そんな折に、Elgatoさんからご提供いただいたのが、新作の『Stream Deck + XL』です。

キー36個に、ダイヤル6個。シリーズ史上最大のStream Deckが、デスクに迎え、あとちょっとの物足りなさは完全に消え去りました。
この記事では、実際にブログ執筆・動画編集・写真現像と、以前からほぼ毎日のようにStream Deckをヘビーユーズしてきた僕の視点で、その使い心地を詳しくレビューしていきます。
Elgato Stream Deck + XL とは

Elgatoが手掛けるStream Deckシリーズは、複雑なショートカットや繰り返しの操作をボタンひとつに集約できる、作業効率化のためのカスタムコントローラーです。
もともとはゲーム配信者向けに生まれたデバイスですが、今では僕のように動画編集や写真現像、ブログ執筆といったクリエイティブワーク全般で活用する人も増えています。
各ボタンにはLCDパネルが内蔵されていて、割り当てた機能のアイコンや名前を表示できるのが大きな特徴。
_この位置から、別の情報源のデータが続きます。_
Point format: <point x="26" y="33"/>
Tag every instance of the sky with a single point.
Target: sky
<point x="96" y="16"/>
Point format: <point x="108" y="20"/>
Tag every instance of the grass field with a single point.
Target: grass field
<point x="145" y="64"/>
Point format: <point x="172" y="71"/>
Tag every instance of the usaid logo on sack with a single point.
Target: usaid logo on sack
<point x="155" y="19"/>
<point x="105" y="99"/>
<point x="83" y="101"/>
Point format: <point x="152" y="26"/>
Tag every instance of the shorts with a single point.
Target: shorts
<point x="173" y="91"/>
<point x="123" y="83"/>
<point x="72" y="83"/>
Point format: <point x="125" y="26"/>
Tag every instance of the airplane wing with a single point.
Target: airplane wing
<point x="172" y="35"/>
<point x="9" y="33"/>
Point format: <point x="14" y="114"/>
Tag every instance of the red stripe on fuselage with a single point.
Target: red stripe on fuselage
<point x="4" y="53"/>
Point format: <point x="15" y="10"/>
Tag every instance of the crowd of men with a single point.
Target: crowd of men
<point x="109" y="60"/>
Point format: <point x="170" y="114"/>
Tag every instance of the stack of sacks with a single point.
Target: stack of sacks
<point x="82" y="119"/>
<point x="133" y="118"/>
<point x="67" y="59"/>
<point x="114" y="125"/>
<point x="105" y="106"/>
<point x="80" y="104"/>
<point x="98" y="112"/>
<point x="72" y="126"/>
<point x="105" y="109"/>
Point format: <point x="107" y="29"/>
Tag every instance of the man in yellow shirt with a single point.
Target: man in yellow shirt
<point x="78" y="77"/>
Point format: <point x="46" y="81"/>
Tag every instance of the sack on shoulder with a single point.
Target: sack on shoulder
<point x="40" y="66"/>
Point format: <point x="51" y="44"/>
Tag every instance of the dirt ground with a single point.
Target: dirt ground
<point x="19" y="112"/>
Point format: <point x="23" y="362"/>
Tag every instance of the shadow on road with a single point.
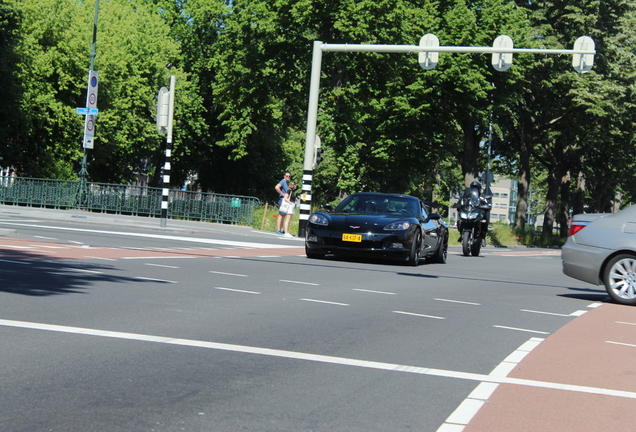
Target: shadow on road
<point x="32" y="274"/>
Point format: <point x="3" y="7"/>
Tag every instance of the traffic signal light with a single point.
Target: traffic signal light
<point x="319" y="157"/>
<point x="163" y="109"/>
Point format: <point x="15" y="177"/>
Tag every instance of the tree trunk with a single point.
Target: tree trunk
<point x="579" y="199"/>
<point x="564" y="213"/>
<point x="554" y="186"/>
<point x="470" y="169"/>
<point x="525" y="151"/>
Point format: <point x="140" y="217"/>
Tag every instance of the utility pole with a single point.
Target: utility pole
<point x="90" y="111"/>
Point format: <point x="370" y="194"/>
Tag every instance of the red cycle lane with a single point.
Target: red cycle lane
<point x="595" y="350"/>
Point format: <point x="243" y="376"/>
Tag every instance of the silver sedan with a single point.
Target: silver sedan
<point x="601" y="249"/>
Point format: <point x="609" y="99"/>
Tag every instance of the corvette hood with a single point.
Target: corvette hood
<point x="360" y="222"/>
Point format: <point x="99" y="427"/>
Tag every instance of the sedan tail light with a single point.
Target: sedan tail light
<point x="576" y="227"/>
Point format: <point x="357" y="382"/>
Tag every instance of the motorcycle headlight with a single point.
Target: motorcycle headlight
<point x="319" y="219"/>
<point x="398" y="226"/>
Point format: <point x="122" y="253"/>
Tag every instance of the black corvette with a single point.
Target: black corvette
<point x="388" y="225"/>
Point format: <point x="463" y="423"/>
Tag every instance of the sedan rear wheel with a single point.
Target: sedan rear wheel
<point x="416" y="246"/>
<point x="442" y="252"/>
<point x="620" y="279"/>
<point x="466" y="239"/>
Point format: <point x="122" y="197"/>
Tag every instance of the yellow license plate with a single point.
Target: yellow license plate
<point x="352" y="237"/>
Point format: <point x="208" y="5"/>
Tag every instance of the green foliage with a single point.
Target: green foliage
<point x="243" y="67"/>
何がどこにあるか一目でわかるので、ブラインドタッチが苦手な人でも迷わず使えるのも人気な理由ひとつ。
いわゆる「左手デバイス」と呼ばれるカテゴリのひとつですが、専用アプリとの連携や豊富なプラグインの充実度という点では、Stream Deckはこのジャンルの中でもひときわ完成度が高いです。
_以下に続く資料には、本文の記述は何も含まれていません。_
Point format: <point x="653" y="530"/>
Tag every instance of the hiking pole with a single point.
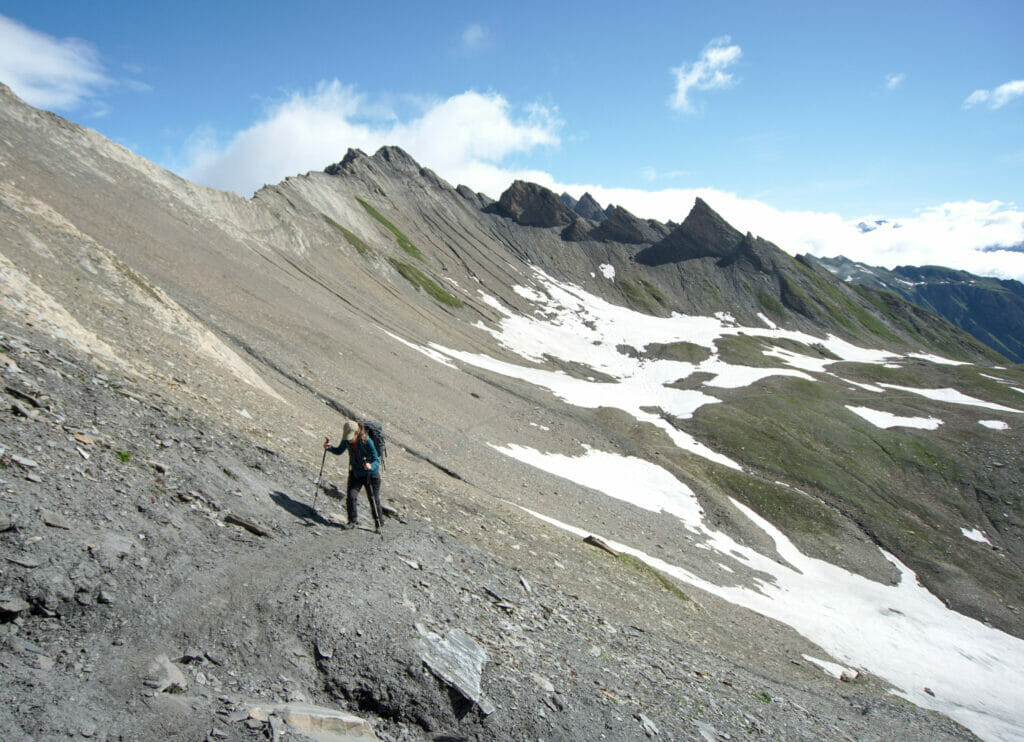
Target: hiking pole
<point x="321" y="475"/>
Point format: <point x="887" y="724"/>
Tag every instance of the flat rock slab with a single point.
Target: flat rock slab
<point x="458" y="660"/>
<point x="317" y="723"/>
<point x="54" y="520"/>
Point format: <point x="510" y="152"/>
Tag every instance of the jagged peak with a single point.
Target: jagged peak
<point x="704" y="233"/>
<point x="534" y="206"/>
<point x="396" y="158"/>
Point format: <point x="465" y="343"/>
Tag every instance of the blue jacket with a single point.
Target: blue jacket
<point x="358" y="453"/>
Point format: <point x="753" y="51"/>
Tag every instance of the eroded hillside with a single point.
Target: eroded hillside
<point x="737" y="422"/>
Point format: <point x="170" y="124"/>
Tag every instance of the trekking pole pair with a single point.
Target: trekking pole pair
<point x="321" y="475"/>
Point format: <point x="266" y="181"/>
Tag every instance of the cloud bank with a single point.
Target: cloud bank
<point x="708" y="73"/>
<point x="48" y="73"/>
<point x="471" y="138"/>
<point x="466" y="137"/>
<point x="995" y="98"/>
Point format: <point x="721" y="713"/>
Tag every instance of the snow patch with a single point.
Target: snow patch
<point x="836" y="670"/>
<point x="953" y="397"/>
<point x="994" y="424"/>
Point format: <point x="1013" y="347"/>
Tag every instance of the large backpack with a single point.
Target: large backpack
<point x="376" y="433"/>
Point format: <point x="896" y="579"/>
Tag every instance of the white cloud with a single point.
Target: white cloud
<point x="48" y="73"/>
<point x="708" y="73"/>
<point x="473" y="37"/>
<point x="953" y="234"/>
<point x="995" y="98"/>
<point x="464" y="138"/>
<point x="469" y="138"/>
<point x="893" y="81"/>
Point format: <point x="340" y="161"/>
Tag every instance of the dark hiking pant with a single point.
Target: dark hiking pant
<point x="373" y="485"/>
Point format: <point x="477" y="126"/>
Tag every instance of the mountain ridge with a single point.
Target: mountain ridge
<point x="990" y="309"/>
<point x="334" y="291"/>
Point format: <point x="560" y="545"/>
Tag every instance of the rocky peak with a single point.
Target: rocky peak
<point x="702" y="234"/>
<point x="588" y="208"/>
<point x="622" y="226"/>
<point x="397" y="159"/>
<point x="353" y="158"/>
<point x="532" y="206"/>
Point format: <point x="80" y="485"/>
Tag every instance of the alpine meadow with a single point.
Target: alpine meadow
<point x="645" y="479"/>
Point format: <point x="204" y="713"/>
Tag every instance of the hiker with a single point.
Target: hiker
<point x="364" y="470"/>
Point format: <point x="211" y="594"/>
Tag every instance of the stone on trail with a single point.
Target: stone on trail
<point x="458" y="660"/>
<point x="54" y="520"/>
<point x="164" y="677"/>
<point x="10" y="607"/>
<point x="317" y="723"/>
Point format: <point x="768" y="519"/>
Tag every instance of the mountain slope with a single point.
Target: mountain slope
<point x="990" y="309"/>
<point x="719" y="410"/>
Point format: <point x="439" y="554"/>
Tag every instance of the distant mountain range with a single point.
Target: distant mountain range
<point x="990" y="309"/>
<point x="649" y="480"/>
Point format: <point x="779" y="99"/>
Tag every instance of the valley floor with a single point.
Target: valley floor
<point x="164" y="578"/>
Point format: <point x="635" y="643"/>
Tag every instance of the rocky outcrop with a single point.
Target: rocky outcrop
<point x="622" y="226"/>
<point x="588" y="208"/>
<point x="702" y="234"/>
<point x="532" y="206"/>
<point x="990" y="309"/>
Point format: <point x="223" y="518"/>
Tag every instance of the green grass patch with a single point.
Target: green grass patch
<point x="772" y="306"/>
<point x="745" y="350"/>
<point x="682" y="352"/>
<point x="360" y="247"/>
<point x="651" y="573"/>
<point x="637" y="298"/>
<point x="403" y="242"/>
<point x="420" y="279"/>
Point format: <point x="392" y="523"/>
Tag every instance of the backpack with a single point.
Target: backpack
<point x="376" y="433"/>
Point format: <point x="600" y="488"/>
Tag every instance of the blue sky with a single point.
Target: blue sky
<point x="795" y="120"/>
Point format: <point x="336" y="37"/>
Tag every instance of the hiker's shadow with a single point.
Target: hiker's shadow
<point x="303" y="512"/>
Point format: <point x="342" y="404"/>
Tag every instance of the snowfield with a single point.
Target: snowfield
<point x="933" y="656"/>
今回レビューする「Stream Deck + XL」は、ダイヤルとタッチストリップを搭載した「Stream Deck +」の拡大版のようなモデルで、シリーズ最新かつ史上最大の一台です。

スペックと仕様
「Stream Deck + XL」のスペックは以下の通り。比較用に以前レビューしたStream Deck +も並べておきます。
| 商品名 | Stream Deck + XL | Stream Deck + |
|---|---|---|
| 外観 | ![]() | ![]() |
| カラー | ブラック | ブラック / ホワイト |
| LCDキー | 36個 | 8個 |
| ダイヤル | 6個 | 4個 |
| タッチパネル | LCD Infobar | LCD Infobar |
| サイズ | 205×147×175mm | 140×138×110mm |
| 重量 | 1,085g | 465g |
| インターフェース | USB Type-C | USB Type-C |
| 対応OS | Windows / macOS | Windows / macOS |
| 実勢価格 | ¥59,980 | ¥32,980 |
| Check | Check |
キー数は+の8個から36個へと一気に4倍以上に。ダイヤルも4個から6個に増え、重量は約1,085gと存在感も増しています。
サイズも205×147×175mmと、デスクのうえでそれなりの面積を占めることになるので、設置スペースはあらかじめ確認しておいた方が良いですね。

大きくなっても、デザインは端正
サイズは大きくなりましたが、デザインの方向性はStream Deck +からそのまま受け継がれています。余計な装飾を排した端正な印象で、デスクに置いてもごちゃごちゃした感じにはならないのはありがたいです。

6つのダイヤルが横一列に並ぶ様子は、なかなか壮観。
ダイヤルはカラーダイヤルと呼ばれる別売りのアタッチメントで色を変えることができるので、デスクの雰囲気に合わせてカスタムするのも楽しそう。


スタンドは本体に固定されていて角度調整はできませんが、傾斜の具合はキーを見下ろすのにちょうどよく、手を置いた状態で自然に視線が届きます。

LCDキーにはポチポチと柔らかい押し感のクラシックキーを採用。Stream Deck +より、キーが小さく、間隔が詰まっている点はちょっと不安でしたが、実際には特に押しにくいという感じはありませんでした。

スライドとタッチ操作に対応した「LCDインフォバー」の感度も良好で、遅延なども気になりません。ただ、これだけボタンがあると、ページを変えるためのスライド操作の出番はあまりないかも。

本体底面には大きめのゴム製の滑り止めが付いていて、操作中にずれる心配もなし。


パッケージや同梱品は以下のとおりです。


- Stream Deck + XL 本体
- USB Type-C to Cケーブル(1.5m)
- ユーザーマニュアル
Elgato Stream Deck + XL レビュー

ここからは実際にStream Deck + XLを導入してしばらく使ってみた感想をまとめていきます。
相変わらず気持ちいい操作感
Stream Deck +から乗り換えて最初に確認したのが、キーの押し心地とダイヤルの感触です。結論から言うと、まったく違和感はなく、これまで通りの使用感です。
LCDキーはしっかりとした押し感があって、中心部分が緩やかに凹んでいるので指がフィットしやすい。高さがあるぶん、デスクに手を置いたまま自然に指が届くのも使いやすいポイントです。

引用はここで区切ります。